Rynek trzyma się mocno
Ryzyka zapaści nie dostrzegają także deweloperzy ankietowani przez serwis Dompress.pl. — Kryzys z 2008 r. był wywołany typową bańką spekulacyjną. Według wyliczeń NBP za średni zarobek Polacy mogą obecnie kupić przeciętnie 0,82 m kw. mieszkania, a w 2007 r. było to tylko 0,48 m kw. — mówi Mirosław Kujawski, członek zarządu spółki Develia. Podobne obserwacje ma Monika Perekitko, członek zarządu Matexi Polska.

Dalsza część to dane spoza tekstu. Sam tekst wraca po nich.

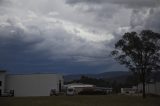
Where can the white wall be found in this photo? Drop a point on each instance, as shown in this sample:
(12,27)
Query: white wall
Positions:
(34,84)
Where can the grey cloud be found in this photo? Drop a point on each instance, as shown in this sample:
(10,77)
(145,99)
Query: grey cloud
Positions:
(127,3)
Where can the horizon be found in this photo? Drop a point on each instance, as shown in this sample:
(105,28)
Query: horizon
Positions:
(55,36)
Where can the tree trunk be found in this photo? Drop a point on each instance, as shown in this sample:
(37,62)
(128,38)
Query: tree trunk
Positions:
(143,84)
(144,90)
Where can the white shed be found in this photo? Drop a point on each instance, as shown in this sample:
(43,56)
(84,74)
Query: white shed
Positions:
(32,84)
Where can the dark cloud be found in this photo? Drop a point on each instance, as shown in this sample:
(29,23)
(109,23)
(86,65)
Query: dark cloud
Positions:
(127,3)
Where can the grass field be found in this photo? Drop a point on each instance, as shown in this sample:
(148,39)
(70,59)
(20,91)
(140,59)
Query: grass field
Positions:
(80,101)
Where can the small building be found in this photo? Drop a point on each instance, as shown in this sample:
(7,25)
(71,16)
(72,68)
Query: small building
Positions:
(150,88)
(132,90)
(78,87)
(30,84)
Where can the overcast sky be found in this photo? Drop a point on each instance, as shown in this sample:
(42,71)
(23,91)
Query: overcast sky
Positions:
(69,36)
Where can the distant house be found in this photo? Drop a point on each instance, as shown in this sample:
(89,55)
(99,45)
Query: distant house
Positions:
(30,84)
(151,88)
(132,90)
(75,88)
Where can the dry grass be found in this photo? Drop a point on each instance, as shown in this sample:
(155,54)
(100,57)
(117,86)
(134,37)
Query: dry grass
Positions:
(80,101)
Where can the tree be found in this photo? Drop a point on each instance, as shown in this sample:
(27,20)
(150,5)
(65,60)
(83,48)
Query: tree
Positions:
(139,52)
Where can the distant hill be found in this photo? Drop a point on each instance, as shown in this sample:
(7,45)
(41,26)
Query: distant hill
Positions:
(119,76)
(104,75)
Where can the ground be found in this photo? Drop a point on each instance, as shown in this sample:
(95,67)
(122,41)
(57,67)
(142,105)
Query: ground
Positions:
(113,100)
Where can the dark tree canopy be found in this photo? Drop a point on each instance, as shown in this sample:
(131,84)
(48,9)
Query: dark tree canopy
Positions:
(140,52)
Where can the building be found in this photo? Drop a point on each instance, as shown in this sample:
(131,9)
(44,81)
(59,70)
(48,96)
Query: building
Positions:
(150,88)
(30,84)
(78,87)
(132,90)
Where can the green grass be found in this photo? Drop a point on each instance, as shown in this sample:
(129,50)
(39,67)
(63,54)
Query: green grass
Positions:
(80,101)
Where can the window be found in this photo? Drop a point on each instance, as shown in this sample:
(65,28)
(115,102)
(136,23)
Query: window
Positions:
(0,83)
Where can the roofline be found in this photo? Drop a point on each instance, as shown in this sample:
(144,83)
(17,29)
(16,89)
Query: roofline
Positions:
(3,71)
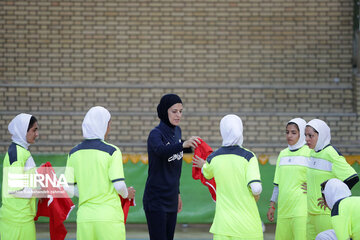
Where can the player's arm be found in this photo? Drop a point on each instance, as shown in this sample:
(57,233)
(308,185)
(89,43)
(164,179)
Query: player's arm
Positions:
(116,175)
(253,177)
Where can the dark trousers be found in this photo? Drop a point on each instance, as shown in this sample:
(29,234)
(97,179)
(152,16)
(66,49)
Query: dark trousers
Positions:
(161,225)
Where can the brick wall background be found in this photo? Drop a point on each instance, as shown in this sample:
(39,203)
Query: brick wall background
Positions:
(267,61)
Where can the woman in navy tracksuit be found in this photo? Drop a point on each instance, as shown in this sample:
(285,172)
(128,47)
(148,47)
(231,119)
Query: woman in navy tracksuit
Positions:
(162,199)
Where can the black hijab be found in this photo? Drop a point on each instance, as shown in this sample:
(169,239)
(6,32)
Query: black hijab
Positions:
(165,103)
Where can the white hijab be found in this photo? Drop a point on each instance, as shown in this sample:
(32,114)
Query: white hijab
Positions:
(18,129)
(335,190)
(95,123)
(231,129)
(324,133)
(301,123)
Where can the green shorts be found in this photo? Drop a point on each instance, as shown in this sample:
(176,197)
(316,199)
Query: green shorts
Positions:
(100,230)
(317,224)
(291,228)
(10,230)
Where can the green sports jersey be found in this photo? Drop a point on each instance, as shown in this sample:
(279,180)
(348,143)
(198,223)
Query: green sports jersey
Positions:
(96,166)
(18,210)
(345,218)
(236,215)
(290,173)
(323,165)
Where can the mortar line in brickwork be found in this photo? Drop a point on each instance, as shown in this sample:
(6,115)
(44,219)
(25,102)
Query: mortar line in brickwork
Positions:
(184,86)
(191,114)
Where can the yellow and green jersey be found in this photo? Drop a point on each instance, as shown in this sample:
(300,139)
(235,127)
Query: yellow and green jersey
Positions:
(96,165)
(14,209)
(345,218)
(290,173)
(234,168)
(323,165)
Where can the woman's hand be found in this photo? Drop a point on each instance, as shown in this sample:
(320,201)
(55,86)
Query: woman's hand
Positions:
(271,212)
(191,142)
(179,204)
(198,162)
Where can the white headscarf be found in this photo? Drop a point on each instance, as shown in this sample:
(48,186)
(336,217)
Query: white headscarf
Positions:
(301,123)
(18,129)
(324,133)
(95,123)
(335,190)
(231,129)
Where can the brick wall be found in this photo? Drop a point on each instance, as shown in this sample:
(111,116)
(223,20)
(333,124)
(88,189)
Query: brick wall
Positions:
(267,61)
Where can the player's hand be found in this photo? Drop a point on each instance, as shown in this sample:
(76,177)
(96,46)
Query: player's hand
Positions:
(304,187)
(191,142)
(179,204)
(270,214)
(322,203)
(198,161)
(131,192)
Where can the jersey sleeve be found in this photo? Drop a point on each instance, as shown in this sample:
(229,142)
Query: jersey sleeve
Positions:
(252,171)
(341,168)
(341,227)
(116,170)
(208,171)
(276,175)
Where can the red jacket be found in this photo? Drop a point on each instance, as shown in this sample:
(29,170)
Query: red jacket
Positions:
(56,208)
(203,150)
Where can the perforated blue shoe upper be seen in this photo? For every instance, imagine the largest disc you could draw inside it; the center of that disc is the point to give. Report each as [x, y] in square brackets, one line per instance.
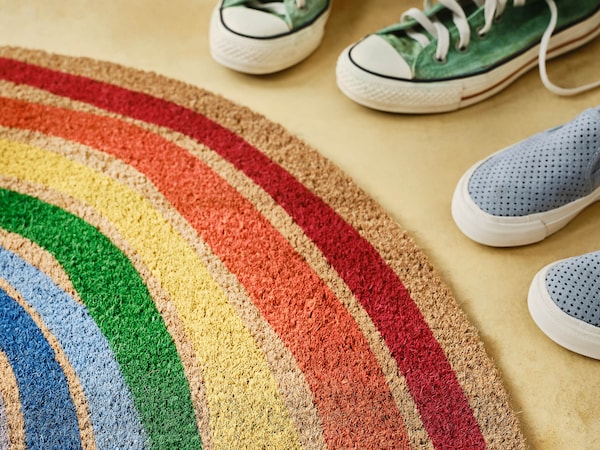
[574, 286]
[543, 172]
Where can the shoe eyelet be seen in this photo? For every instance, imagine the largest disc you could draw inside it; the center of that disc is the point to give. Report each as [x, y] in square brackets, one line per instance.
[481, 35]
[460, 49]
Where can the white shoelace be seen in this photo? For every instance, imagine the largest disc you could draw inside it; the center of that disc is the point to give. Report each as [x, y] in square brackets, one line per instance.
[492, 10]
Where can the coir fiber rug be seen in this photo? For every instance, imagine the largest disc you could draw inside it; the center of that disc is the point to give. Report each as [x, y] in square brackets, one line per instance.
[178, 272]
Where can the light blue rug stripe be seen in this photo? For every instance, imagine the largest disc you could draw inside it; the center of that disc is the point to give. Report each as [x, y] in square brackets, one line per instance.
[4, 441]
[48, 410]
[112, 412]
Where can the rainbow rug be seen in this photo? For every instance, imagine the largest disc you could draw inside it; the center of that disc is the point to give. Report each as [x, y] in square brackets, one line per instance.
[178, 272]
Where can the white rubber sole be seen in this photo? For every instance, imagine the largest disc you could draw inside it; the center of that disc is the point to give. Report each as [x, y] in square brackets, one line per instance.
[568, 332]
[400, 96]
[498, 231]
[263, 56]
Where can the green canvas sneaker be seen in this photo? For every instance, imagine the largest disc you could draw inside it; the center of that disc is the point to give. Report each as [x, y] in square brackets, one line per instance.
[266, 36]
[459, 52]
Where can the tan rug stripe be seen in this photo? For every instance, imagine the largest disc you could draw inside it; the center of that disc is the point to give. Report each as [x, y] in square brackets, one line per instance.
[282, 223]
[289, 377]
[40, 258]
[486, 381]
[161, 298]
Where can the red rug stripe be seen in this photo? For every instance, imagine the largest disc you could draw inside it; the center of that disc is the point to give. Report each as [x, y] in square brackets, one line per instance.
[444, 409]
[346, 392]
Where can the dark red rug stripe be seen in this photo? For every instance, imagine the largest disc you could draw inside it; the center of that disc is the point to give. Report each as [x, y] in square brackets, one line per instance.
[444, 409]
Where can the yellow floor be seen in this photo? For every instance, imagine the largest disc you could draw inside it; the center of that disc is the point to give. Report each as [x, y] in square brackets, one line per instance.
[410, 164]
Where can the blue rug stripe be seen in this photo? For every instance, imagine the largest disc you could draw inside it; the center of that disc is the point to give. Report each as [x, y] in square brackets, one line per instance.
[4, 438]
[112, 412]
[48, 410]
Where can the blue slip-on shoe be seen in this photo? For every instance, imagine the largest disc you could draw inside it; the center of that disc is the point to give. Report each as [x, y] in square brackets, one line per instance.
[526, 192]
[454, 53]
[266, 36]
[564, 302]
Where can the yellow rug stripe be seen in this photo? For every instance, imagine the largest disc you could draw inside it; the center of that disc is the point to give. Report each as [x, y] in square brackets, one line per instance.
[219, 337]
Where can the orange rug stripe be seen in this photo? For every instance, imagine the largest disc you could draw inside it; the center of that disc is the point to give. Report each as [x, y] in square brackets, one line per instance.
[348, 392]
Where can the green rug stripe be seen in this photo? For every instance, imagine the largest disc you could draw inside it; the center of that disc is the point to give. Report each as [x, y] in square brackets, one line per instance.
[119, 302]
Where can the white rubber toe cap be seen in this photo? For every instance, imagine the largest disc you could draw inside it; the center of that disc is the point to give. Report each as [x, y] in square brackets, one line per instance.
[253, 23]
[377, 56]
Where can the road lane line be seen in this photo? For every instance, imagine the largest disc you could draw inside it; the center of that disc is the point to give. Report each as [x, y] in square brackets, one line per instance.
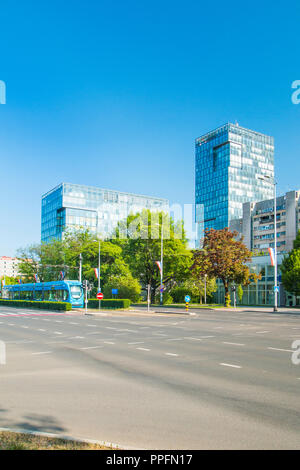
[285, 350]
[234, 344]
[42, 352]
[230, 365]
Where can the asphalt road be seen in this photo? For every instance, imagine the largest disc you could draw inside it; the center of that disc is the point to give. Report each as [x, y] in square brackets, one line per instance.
[215, 380]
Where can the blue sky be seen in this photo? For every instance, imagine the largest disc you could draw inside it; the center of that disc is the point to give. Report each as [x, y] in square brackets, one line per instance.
[113, 94]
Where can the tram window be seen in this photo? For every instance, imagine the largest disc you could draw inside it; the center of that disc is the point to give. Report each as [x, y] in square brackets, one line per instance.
[76, 292]
[46, 295]
[26, 295]
[38, 295]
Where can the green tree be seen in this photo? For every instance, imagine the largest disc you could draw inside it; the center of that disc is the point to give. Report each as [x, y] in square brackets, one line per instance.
[140, 235]
[240, 293]
[290, 268]
[128, 287]
[223, 257]
[47, 260]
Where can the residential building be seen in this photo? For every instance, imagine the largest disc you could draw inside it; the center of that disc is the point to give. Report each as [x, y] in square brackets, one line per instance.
[257, 223]
[70, 206]
[229, 162]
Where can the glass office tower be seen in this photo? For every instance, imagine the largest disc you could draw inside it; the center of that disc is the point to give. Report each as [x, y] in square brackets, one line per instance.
[228, 163]
[70, 206]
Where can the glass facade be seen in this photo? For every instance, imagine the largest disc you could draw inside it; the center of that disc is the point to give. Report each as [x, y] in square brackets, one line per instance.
[228, 163]
[75, 206]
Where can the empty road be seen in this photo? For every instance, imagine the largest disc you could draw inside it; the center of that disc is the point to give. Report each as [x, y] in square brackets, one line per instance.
[215, 380]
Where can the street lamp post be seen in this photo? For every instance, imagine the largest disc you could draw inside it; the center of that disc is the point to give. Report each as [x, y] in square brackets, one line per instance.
[99, 270]
[161, 263]
[273, 182]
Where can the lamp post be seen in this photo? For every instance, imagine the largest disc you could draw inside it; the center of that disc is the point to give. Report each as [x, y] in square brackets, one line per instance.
[272, 181]
[99, 268]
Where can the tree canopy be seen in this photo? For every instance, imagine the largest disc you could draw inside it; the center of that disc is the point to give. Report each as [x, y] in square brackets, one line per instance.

— Kryzys z 2008 r. miał w podstawie bańkę związaną z rynkiem nieruchomości w USA. W Polsce także mieliśmy do czynienia z bardzo szybkim, wręcz skokowym wzrostem cen mieszkań, który nie zawsze odpowiadał ich wartości. Rynek po prostu rósł zbyt szybko. W tej chwili jesteśmy na zupełnie innym etapie rozwoju. Rynek wprawdzie rośnie od dawna, ale w sposób zrównoważony, stabilny i odpowiadający popytowi oraz rozwojowi gospodarczemu. Obecny kryzys to oczywiście olbrzymie wyzwanie społeczne i gospodarcze, które bez wątpienia odbije się także na kondycji rynku nieruchomości. Myślę jednak, że jest to jedna z gałęzi gospodarki, która ucierpi relatywnie mniej niż inne sektory — twierdzi Monika Perekitko.
OKIEM EKSPERTA
Branża się obroni
DARIUSZ WĘGLICKI, menedżer funduszu Catella, odpowiedzialny na Polskę
Deweloperzy mieszkaniowi wydają się w najlepszej sytuacji spośród spółek działających w innych segmentach rynku nieruchomości. Ostatnie lata były dla nich okresem wzrostu zarówno cen mieszkań, jak i sprzedaży, co dawało możliwość budowania poduszki finansowej i banku ziemi. Polacy nadal będą potrzebowali mieszkań, których jest na rynku za mało. Oczywiście mniejsza chęć banków do finansowania zakupów mieszkań i zaostrzone warunki kredytowe wpłyną na zmniejszenie się popytu. Z drugiej strony to zmniejszenie może być zrównoważone zakupami dokonywanymi zarówno przez inwestorów indywidualnych, jak i fundusze budujące portfele mieszkań na wynajem.
OKIEM EKSPERTA
To nie jest zapaść
MATEUSZ MUCHA, menedżer DM Navigator
Informacje dotyczące ponownego kryzysu na rynku nieruchomości są mocno na wyrost. Rekordy w poziomach sprzedaży mieszkań przez deweloperów prawdopodobnie dobiegły końca, jednak branża wciąż ma dobre fundamenty do dalszego efektywnego prowadzenia działalności, ponieważ na rynku cały czas obserwujemy duży deficyt mieszkań w największych miastach Polski. Nie zgodzę się też z opiniami, że bieżące ceny nieruchomości cechują się poziomem przewartościowania z 2008 r. Nieruchomości w ostatnich latach faktycznie mocno podrożały, lecz był to dużo bardziej równomierny, rozłożony na lata wzrost cen, niż miało to miejsce w latach 2006-08, i nie można go analizować w oderwaniu od poziomów wynagrodzeń, które również w tym czasie istotnie wzrosły.